Wednesday, October 30, 2013

Cleaning and Remembering Dad

We've begun the process of clearing out my dad's house.  It is both physically and emotionally draining.  No one would believe how much can be collected while living in the same place for almost 45 years.  And, who knows how much he brought with him from a former apartment.  In addition to normal stuff, dad believed in keeping records.  He had copies of every letter he ever wrote, including the envelopes he mailed them in, every bill he ever paid, including copies of checks he wrote and papers galore documenting every person he ever spoke to, including the time of day.

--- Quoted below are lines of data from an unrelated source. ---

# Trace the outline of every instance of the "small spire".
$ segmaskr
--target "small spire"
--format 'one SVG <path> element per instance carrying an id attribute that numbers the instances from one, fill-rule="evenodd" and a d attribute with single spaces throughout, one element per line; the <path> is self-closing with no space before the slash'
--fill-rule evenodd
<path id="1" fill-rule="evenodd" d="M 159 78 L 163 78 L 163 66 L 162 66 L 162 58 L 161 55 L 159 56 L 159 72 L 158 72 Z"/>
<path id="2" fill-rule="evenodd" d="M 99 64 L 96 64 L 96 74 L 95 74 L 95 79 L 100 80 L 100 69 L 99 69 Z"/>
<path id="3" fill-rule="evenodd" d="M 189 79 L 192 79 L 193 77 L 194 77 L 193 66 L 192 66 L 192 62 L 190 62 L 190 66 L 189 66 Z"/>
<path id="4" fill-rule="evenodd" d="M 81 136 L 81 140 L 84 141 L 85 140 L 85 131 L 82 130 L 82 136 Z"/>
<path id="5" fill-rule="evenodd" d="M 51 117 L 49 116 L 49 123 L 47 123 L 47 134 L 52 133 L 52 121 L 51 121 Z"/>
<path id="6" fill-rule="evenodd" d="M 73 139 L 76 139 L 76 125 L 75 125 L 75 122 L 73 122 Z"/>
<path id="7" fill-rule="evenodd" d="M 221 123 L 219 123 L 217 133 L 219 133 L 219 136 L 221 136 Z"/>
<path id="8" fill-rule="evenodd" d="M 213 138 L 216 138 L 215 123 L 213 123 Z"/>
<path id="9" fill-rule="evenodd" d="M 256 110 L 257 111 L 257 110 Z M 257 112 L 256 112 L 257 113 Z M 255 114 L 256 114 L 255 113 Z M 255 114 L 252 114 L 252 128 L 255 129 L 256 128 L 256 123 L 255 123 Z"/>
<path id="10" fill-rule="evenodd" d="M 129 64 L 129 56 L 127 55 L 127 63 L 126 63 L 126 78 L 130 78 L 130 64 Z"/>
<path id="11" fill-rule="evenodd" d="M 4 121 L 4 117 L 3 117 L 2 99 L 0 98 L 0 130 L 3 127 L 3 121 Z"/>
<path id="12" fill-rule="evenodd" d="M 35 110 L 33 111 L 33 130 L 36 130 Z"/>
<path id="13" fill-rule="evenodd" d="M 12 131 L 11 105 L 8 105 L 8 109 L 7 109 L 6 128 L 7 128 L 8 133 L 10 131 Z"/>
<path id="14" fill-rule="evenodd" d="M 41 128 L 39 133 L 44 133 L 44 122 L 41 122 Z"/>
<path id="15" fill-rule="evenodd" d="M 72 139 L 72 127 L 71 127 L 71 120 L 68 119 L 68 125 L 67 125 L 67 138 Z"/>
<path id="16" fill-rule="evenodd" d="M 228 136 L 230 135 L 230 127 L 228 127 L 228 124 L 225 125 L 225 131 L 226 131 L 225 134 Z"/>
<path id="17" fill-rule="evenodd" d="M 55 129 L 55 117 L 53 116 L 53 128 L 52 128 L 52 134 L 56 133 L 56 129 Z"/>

Dad's coffee pot is pictured above.  He started every day with a freshly brewed cup of coffee, freshly brewed a night or two before and reheated.  He liked it to be ready in the morning.  Since he stopped working 30 years ago, I never caught on to why he had no time to make it when he got up, and he never caught on to why I refused to drink it.  The inside of the pot is quite black.  I bought him a new one several years ago.  It is sitting in the kitchen where he put it when I handed it to him.


Dad labeled everything. My husband got a charge out of this free Radio Shack battery he got in 1986.  I believe he would have tried to use it if he knew where it was.

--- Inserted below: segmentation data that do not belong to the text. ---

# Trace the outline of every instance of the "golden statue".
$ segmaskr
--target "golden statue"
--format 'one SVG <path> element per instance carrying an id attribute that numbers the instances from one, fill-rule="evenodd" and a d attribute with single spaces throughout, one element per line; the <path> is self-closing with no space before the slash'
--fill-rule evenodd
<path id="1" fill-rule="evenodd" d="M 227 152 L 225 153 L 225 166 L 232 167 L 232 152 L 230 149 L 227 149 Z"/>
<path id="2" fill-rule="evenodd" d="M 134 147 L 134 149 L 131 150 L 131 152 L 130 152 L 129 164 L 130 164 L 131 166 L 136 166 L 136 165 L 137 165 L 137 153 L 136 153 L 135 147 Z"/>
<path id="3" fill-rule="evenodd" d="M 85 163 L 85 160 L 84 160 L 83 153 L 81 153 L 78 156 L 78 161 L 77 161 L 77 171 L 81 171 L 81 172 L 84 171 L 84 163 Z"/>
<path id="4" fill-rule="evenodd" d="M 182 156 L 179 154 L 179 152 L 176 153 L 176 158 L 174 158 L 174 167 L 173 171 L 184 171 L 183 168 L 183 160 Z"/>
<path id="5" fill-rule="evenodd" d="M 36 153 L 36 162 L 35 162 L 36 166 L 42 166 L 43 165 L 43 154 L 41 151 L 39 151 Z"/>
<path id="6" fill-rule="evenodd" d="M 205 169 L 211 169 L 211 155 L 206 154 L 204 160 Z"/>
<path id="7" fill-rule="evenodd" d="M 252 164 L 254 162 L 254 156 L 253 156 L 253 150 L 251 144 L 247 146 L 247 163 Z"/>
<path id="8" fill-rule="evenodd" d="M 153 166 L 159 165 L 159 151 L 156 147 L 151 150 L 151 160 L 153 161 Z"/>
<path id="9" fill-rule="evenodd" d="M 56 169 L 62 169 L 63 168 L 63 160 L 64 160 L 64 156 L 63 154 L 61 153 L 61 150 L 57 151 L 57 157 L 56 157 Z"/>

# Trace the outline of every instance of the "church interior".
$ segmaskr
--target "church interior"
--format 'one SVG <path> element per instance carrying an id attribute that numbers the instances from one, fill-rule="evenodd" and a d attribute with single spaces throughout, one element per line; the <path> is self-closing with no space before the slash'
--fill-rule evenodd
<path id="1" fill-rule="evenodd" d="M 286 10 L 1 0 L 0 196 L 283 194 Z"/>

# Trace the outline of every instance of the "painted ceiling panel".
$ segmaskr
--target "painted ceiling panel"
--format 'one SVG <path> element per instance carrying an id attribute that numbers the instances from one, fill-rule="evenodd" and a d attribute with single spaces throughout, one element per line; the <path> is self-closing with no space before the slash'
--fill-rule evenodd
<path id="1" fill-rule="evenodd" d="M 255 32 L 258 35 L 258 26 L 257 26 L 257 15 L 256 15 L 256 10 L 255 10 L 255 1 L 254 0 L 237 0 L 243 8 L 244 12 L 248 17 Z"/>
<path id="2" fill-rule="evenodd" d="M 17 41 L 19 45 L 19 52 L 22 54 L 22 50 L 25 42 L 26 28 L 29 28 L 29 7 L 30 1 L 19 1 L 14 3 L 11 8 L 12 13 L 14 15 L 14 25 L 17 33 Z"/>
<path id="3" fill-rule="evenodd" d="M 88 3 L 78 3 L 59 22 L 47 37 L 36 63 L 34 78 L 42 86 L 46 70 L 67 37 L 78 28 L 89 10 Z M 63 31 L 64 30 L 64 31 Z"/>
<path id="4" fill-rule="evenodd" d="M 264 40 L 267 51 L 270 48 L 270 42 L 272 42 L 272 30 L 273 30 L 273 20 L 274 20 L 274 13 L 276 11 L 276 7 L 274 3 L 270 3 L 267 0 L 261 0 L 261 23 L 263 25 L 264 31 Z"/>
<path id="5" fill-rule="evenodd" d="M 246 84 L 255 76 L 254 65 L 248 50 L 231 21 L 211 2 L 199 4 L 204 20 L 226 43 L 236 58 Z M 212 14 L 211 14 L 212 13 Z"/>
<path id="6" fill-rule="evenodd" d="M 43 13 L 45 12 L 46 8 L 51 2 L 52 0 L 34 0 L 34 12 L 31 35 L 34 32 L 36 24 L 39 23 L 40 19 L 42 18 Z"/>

The one thing this has taught me is that when I finish with his house, I better start on my own.  I don't want my children to have to spend months cleaning out my stuff, stuff they won't understand why I saved either.

5 comments:

Anonymous said...

Luckily for us, my mom always felt compelled to get rid of things. Whatever she did feel she needed was neatly "cacooned" in ziploc baggies and clearly labeled. But still, going through her things when she passed was not an easy thing to do. I'd go over and start but wind up bawling because she wasn't there anymore. Finally I decided to pay an extra month's rent so we'd have time to heal a bit before taking on the emotionally draining task.

Good luck to you and sorry for your loss.

Mary

Anonymous said...

"cocooned"

ChiTown Girl said...

Oh, PO, this just brought back a flood of recent memories from when we did this at my in-laws. It's hard, isn't it?

Every one of my SILs said that they were going to start getting rid of things and simplifying their lives ASAP, so THEIR children wouldn't have to deal with the same thing.

By the way, I LOVE the wallpaper in your father's kitchen! It instantly took me back to my childhood. =)

Sending you love and prayers!!!
xoxox

Anonymous said...

As sad as this is, I couldn't help laughing. Our parents have quirks, but your dad seemed to be a diarist. It should make for interesting reading.

My father would put electric tape over everything that needed repair and say is was "temporary". Decades later it was still there.

Hang in there. It will get done.

Mrs. Gumby said...

It is difficult to go through the remains of a parent's life. About a year ago my brother and I had to clean out our father's home after he passed away. My father was a neatnik who also meticulously filed things. There must have been at least 12 filing drawers we had to go through carefully! It was so hard deciding what to keep, what to donate and what to throw away.

Be kind to yourself and take your time. It's OK to laugh and to grieve.

And, yes, I plan to start cleaning my house,too, so that my children won't have to figure out what to do with stuff I've saved! (I hope they appreciate it!)